The company’s attorneys argued that the law requiring ByteDance to divest or face a ban “is so obviously unconstitutional” that federal lawmakers “tried mightily” to portray the law not as a ban but “merely a regulation of TikTok’s ownership.”

“They claim that the Act is not a ban because it offers ByteDance a choice: divest TikTok’s U.S. business or be shut down,” the attorneys wrote.

But, the lawyers said, the forced sale is not possible, “not commercially, not technologically, not legally.”

“And certainly not on the 270-day timeline required by the Act,” the attorneys for TikTok wrote, adding that company representatives repeatedly explained to government officials that the divestment wasn’t possible.

TikTok’s lawyers argued in the complaint that the law would force a shutdown of the platform on Jan. 19, 2025, “silencing the 170 million Americans who use the platform to communicate in ways that cannot be replicated elsewhere.”

The petition goes on to argue that if the law is upheld, it would allow the government to decide that a company may no longer own or publish “innovative and unique” speech on their own platform.

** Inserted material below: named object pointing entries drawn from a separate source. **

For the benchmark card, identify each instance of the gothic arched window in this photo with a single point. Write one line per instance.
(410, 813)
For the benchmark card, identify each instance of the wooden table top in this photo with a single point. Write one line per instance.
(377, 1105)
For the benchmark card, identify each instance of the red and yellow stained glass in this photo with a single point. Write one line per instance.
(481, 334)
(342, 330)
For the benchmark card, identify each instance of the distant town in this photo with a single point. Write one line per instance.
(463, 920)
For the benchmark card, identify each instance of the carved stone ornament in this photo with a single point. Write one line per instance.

“If Congress can do this, it can circumvent the First Amendment by invoking national security and ordering the publisher of any individual newspaper or website to sell to avoid being shut down,” lawyers wrote in the complaint.

The petition notes that federal lawmakers could not articulate any specific threats posed by the app.

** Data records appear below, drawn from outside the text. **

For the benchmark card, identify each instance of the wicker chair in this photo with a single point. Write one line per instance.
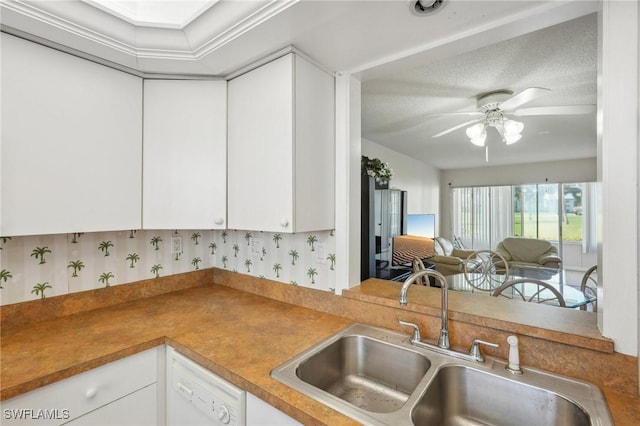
(523, 289)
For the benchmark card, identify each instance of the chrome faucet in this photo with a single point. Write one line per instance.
(443, 341)
(444, 345)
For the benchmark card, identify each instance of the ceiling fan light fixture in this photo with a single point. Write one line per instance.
(475, 130)
(423, 7)
(511, 139)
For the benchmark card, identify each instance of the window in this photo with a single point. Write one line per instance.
(483, 216)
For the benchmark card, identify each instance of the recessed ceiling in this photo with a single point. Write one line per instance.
(409, 65)
(150, 13)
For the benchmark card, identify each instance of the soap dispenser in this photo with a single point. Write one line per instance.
(514, 356)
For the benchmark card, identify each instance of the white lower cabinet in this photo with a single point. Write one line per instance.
(119, 393)
(129, 392)
(136, 409)
(259, 413)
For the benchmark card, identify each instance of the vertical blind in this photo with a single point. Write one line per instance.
(482, 216)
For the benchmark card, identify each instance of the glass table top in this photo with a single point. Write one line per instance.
(487, 283)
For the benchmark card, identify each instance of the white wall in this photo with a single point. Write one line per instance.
(420, 180)
(618, 122)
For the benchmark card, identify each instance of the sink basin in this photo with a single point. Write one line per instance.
(372, 375)
(378, 377)
(461, 395)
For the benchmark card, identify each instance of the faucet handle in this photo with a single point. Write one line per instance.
(475, 351)
(415, 337)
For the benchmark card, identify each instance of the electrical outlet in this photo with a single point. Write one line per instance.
(176, 244)
(256, 246)
(321, 252)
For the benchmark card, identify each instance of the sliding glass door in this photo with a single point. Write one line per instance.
(564, 214)
(536, 211)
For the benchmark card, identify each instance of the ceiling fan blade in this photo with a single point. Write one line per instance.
(411, 122)
(454, 128)
(555, 110)
(527, 95)
(467, 113)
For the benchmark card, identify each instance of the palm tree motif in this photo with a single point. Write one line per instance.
(311, 272)
(195, 262)
(4, 276)
(277, 267)
(311, 241)
(39, 289)
(155, 269)
(294, 256)
(77, 265)
(39, 252)
(133, 258)
(155, 242)
(104, 246)
(332, 259)
(195, 237)
(104, 278)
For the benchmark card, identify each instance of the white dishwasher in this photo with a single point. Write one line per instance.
(196, 396)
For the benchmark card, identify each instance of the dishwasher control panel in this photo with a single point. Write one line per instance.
(197, 396)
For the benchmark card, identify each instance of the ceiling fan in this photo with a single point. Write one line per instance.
(495, 108)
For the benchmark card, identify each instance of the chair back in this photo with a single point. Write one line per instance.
(417, 265)
(589, 286)
(530, 290)
(486, 270)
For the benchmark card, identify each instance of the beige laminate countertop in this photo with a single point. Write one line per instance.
(237, 335)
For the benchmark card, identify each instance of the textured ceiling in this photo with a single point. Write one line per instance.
(561, 58)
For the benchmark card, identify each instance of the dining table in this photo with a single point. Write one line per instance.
(483, 283)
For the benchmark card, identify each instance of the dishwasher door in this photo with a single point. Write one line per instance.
(196, 396)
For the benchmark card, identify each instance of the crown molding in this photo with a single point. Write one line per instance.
(84, 27)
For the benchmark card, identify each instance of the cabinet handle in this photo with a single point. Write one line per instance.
(90, 393)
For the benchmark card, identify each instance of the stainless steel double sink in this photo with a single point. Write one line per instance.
(378, 377)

“Even the statements by individual Members of Congress and a congressional committee report merely indicate concern about the hypothetical possibility that TikTok could be misused in the future, without citing specific evidence — even though the platform has operated prominently in the United States since it was first launched in 2017,” the petition reads.

Republican and Democratic lawmakers have said TikTok, under the control of its China-based parent company, poses a risk to national security. Many legislators have expressed concern that Chinese officials could ask the app for data on the 170 million Americans who use it as well as push disinformation to them. Congressional lawmakers have received classified intelligence briefings on TikTok and issues of national security and data privacy.

Many Washington legislators were skeptical of the TikTok crackdown — but not enough to vote against the aid bill for Ukraine, Israel and Taiwan where the measure was included.

Biden supported the TikTok law, with White House Press Secretary Karine Jean-Pierre telling reporters on the day he signed it that “This is not a ban.”

“This is about divestment,” she said. “This about our national security.”

The U.S. Justice Department declined to comment for this story. The White House referred The Bee to the U.S. Justice Department in response to a request for comment.

Lawyers for TikTok argued in the petition that the company has invested more than $2 billion to build “a system of technological and governance protections” in order to safeguard user data. The company noted it also agreed to a “shut-down option” that would give the government the power to suspend the app in the U.S. if the company violated certain obligations.

TikTok attorneys also alleged in the lawsuit that the law treats the social media company differently than other U.S. based platforms, violating the right to equal protection, and unlawfully takes the company’s private property without proper compensation.

Attorneys claimed there is no similar law on a company because of constitutional rules on a free and open internet, fairness and equal treatment — thus “Congress has never before crafted a two-tiered speech regime with one set of rules for one named platform, and another set of rules for everyone else.”